Michael Buchdahl Roth, a doctoral candidate and researcher at Carnegie Mellon University, estimates that U.S. carbon emissions would increase by about 400 million metric tons annually if all of America’s nuclear plants, or roughly 20 percent of present power-sector emissions, were replaced with natural gas. That figure would rise to 800 million metric tons annually if nuclear units were replaced with coal.

A paper authored by Roth and Paulina Jaramillo argues that preserving many existing nuclear plants is generally a more cost-effective emissions reduction strategy than building new wind and solar. Disagreement among environmentalists persists, but statistics like those have helped rally support from greens in efforts to preserve existing nuclear facilities.

Costs are ‘unreasonable’

Consensus over newer facilities is even more fleeting. Falling costs and quicker construction times make new renewable facilities more economical than new nuclear plants, some argue.

An analysis by Lazard, a financial advisory and asset management firm, suggests that wind and utility-scale solar are more cost-effective at abating carbon than nuclear facilities. Where wind would save $31 per ton of carbon versus coal and $30 compared to natural gas, nuclear would cost $40 per ton compared to coal and $96 per ton compared to natural gas. Utility-scale solar would save $13 per ton of carbon compared to coal and would cost $1 relative to gas.

"For new nuclear, this project is a good sign that new conventional nuclear projects are probably dead," said Alex Gilbert, co-founder of SparkLibrary, an energy research group. "If you’re a regulator or utility looking to reduce emissions, it’s probably best to keep as much nuclear you have now online and add new renewables."

"The cost of building the new ones are unreasonable; at least as they’re being offered now," said Parsons, the MIT professor. "From a policy perspective, it makes sense to protect the old ones and reject expensive new ones."

Nuclear advocates acknowledge that spiraling costs and lengthy construction times remain a hurdle for the industry. But they say new nuclear facilities remain a critical piece to solving America’s climate puzzle.

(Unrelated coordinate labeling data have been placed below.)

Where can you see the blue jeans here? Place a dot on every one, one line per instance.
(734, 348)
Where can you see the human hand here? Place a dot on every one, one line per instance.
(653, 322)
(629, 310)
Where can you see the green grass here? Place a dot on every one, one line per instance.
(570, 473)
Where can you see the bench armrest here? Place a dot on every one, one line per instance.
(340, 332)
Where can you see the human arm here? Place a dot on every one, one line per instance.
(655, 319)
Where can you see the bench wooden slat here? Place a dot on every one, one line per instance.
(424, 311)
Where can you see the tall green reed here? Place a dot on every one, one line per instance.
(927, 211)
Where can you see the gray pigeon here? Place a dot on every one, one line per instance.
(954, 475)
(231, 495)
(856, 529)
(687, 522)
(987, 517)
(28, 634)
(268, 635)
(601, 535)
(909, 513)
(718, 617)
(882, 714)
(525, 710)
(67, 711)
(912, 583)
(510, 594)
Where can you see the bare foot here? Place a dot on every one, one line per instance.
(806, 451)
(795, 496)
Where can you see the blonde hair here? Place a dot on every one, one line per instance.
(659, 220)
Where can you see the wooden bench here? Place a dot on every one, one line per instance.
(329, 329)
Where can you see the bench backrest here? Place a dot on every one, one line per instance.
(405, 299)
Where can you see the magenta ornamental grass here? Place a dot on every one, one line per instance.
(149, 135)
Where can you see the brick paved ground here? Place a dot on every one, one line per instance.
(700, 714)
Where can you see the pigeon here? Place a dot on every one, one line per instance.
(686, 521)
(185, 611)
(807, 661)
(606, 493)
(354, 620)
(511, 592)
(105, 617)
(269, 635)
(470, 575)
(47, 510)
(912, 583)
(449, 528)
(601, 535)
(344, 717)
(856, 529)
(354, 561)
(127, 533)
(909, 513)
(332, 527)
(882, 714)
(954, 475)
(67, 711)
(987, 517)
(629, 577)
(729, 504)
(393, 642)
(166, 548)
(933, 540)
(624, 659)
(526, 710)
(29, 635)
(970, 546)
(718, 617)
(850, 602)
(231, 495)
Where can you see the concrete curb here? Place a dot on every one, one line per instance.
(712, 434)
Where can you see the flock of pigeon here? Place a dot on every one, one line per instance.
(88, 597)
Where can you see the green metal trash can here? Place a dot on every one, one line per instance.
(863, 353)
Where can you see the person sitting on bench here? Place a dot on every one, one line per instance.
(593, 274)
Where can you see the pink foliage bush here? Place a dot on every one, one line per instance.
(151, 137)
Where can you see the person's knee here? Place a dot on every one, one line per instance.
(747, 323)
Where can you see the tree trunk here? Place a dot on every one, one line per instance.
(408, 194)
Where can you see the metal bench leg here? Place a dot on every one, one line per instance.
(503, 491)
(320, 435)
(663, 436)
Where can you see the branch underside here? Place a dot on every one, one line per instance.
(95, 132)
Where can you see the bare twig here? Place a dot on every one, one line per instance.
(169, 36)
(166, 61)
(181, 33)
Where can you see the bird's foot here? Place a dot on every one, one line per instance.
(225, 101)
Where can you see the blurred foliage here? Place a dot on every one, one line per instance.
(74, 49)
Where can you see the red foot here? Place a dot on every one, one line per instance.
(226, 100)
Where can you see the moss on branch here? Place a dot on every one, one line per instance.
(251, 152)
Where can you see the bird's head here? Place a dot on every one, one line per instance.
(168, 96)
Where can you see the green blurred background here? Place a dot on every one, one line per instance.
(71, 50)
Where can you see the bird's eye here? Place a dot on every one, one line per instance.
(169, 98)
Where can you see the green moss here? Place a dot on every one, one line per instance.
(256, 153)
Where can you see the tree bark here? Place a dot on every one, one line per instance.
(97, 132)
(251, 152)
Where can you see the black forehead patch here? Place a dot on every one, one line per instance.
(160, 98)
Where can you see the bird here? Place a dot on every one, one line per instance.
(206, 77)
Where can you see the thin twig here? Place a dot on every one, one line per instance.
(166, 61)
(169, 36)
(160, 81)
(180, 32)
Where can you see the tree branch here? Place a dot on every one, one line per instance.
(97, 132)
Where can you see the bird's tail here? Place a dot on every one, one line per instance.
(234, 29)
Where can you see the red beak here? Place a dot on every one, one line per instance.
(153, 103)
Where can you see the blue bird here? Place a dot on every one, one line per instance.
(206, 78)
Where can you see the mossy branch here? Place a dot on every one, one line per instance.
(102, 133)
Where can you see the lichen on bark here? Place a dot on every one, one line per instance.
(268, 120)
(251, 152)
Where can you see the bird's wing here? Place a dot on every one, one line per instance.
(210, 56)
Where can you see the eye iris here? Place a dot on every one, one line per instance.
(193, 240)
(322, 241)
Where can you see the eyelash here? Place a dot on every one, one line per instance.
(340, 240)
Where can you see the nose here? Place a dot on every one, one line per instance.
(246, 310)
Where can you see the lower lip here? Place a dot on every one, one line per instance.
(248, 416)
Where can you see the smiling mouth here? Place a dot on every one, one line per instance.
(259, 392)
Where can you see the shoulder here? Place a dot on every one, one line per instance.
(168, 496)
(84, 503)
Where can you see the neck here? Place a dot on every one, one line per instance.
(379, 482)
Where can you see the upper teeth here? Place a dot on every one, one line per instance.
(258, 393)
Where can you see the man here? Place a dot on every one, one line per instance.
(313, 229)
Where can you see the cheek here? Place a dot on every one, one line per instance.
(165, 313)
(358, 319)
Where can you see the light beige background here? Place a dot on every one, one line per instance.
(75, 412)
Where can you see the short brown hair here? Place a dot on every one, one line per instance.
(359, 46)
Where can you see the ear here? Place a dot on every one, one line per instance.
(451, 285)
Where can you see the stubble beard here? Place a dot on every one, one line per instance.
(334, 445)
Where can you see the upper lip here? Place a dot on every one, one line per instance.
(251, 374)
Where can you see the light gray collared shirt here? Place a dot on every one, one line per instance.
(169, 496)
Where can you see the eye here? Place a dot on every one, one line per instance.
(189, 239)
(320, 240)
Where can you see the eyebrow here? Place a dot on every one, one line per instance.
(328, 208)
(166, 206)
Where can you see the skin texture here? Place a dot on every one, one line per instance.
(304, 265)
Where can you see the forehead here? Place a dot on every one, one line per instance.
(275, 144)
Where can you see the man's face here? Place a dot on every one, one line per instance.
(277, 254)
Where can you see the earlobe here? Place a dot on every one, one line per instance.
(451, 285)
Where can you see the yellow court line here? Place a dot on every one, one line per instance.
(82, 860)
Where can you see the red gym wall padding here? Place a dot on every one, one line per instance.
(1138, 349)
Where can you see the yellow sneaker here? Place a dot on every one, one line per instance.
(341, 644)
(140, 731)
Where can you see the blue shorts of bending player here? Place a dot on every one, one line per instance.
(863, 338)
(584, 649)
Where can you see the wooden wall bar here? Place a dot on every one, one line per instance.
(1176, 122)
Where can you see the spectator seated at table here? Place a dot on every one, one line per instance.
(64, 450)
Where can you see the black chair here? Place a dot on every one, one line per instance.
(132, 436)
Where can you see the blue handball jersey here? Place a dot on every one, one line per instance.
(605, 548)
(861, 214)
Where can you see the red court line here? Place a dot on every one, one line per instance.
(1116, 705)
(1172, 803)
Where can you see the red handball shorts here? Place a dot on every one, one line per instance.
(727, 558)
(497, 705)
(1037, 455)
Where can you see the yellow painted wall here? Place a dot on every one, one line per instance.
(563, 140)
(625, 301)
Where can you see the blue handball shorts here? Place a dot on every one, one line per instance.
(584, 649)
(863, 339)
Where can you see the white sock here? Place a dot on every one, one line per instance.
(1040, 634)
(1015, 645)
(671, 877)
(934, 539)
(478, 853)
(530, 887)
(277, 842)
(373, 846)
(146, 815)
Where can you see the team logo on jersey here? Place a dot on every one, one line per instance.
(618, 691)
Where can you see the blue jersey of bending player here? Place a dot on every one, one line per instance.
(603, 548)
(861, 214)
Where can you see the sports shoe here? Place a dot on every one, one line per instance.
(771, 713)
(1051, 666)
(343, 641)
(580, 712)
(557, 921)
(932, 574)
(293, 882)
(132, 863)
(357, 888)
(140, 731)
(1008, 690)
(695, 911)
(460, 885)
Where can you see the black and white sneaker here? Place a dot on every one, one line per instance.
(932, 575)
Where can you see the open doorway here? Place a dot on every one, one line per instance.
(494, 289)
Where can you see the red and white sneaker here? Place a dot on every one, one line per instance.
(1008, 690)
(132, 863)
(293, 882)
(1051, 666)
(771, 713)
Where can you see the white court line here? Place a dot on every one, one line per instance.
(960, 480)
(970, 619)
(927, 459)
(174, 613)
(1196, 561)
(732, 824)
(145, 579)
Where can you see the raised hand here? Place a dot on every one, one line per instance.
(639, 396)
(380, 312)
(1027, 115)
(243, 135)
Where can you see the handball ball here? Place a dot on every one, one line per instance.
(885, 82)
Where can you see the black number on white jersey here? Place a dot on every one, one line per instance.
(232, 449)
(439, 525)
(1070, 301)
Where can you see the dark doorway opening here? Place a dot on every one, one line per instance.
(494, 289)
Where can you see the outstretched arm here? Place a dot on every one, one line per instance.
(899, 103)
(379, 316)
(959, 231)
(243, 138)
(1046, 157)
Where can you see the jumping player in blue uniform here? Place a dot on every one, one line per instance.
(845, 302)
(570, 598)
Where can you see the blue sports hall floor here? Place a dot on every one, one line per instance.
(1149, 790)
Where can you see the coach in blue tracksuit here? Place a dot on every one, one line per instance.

Plans to expand V.C. Summer and Vogtle would have displaced coal generation, said Josh Freed, vice president for clean energy at Third Way, a think tank. And while natural gas serves a vital role in the country’s power mix today, there will come a time when the United States needs baseload power from non-carbon-emitting sources.

The long-term impacts are potentially more worrying, Freed said. V.C. Summer’s struggles stem in part from the fact that the United States lacks the workforce and supply chain to support new nuclear facilities after a three-decade construction hiatus. That hinders not only plants like V.C. Summer, which employed a new reactor design, but efforts to deploy advanced nuclear technologies like small modular reactors. Federal support is needed to ensure that both can play a future role in reducing carbon emissions, Freed said.

"I think we’ve seen, almost every week, a new set of scientific reports showing the seriousness and urgency of addressing climate change now," he said. "The U.S. and world needs to rise to this challenge and use all the tools we have at our disposal that are zero-carbon to meet this challenge. That includes nuclear."